Beth laughed, the sound muffled by her face planted into the pillow.

‘I mean, it’s very possible she’s gotten better,’ Paul continued, ‘but do you remember that corned beef hash monstrosity she made that one weekend? My stomach still hasn’t recovered.’

Beth, still chuckling, turned on to her back. ‘I’m going to say she made it. Her husband was a chef, right? She must have learned something from him, surely.’

Beth had read about Scott Flynn’s death in the newspaper. Car crash, dead at forty-three. He ran a successful film and TV catering business, but the only reason he made the paper was because of Erin.

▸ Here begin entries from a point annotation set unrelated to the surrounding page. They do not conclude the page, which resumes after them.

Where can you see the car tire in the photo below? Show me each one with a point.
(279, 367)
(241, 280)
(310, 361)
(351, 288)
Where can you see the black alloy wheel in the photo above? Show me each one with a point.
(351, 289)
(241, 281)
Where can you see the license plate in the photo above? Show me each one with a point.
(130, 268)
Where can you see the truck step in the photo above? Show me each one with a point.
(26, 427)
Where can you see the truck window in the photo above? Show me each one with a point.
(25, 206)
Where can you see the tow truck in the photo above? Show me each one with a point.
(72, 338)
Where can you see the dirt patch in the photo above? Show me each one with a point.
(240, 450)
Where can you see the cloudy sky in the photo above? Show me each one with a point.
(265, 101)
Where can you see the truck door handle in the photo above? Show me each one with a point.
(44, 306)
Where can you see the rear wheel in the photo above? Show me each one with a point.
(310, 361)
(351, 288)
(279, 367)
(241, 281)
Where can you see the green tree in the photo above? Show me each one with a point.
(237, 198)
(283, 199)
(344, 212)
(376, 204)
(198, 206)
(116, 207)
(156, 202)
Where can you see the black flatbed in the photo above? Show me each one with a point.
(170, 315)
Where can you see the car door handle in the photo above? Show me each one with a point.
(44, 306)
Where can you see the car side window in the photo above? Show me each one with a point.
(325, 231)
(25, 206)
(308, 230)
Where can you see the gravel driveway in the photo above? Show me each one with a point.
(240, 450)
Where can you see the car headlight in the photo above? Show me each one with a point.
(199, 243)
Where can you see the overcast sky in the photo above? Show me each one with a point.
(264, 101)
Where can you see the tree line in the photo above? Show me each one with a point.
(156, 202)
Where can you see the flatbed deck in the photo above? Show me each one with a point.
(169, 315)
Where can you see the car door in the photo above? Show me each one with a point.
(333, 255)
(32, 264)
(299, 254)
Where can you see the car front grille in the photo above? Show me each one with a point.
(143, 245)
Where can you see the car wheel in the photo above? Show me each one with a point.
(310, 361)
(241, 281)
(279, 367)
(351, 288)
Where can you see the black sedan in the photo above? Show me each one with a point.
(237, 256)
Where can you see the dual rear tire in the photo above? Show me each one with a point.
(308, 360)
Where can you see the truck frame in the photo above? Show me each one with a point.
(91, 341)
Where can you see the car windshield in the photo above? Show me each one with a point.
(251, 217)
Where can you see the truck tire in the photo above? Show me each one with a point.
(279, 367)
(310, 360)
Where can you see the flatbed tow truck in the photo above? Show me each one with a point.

‘I should have tried harder to contact her when he died,’ Beth said as Paul proceeded to work his way down to her calf. ‘I mean, a card and flowers via her agent… She probably never received it. If I’d known she still lived here…’

‘Don’t beat yourself up,’ he said, ‘You’ve had a lot on your plate. You know better than anyone that shit things happen to good people. You’re here now.’

‘True. And I’m very glad. Glad to be with Erin again. And this place is beautiful.’

He agreed.

‘Especially this bedroom. Are the floors heated or are my feet just hot from the nerve damage?’

Paul laughed. ‘They’re heated.’

‘Oh, thank God. And also, wow!’

Paul leaned in and kissed his wife.

Although Beth hoped that losing someone so suddenly was a type of grief she’d never have to endure, she couldn’t help but think about her own kind of grief. She was grieving the loss of herself.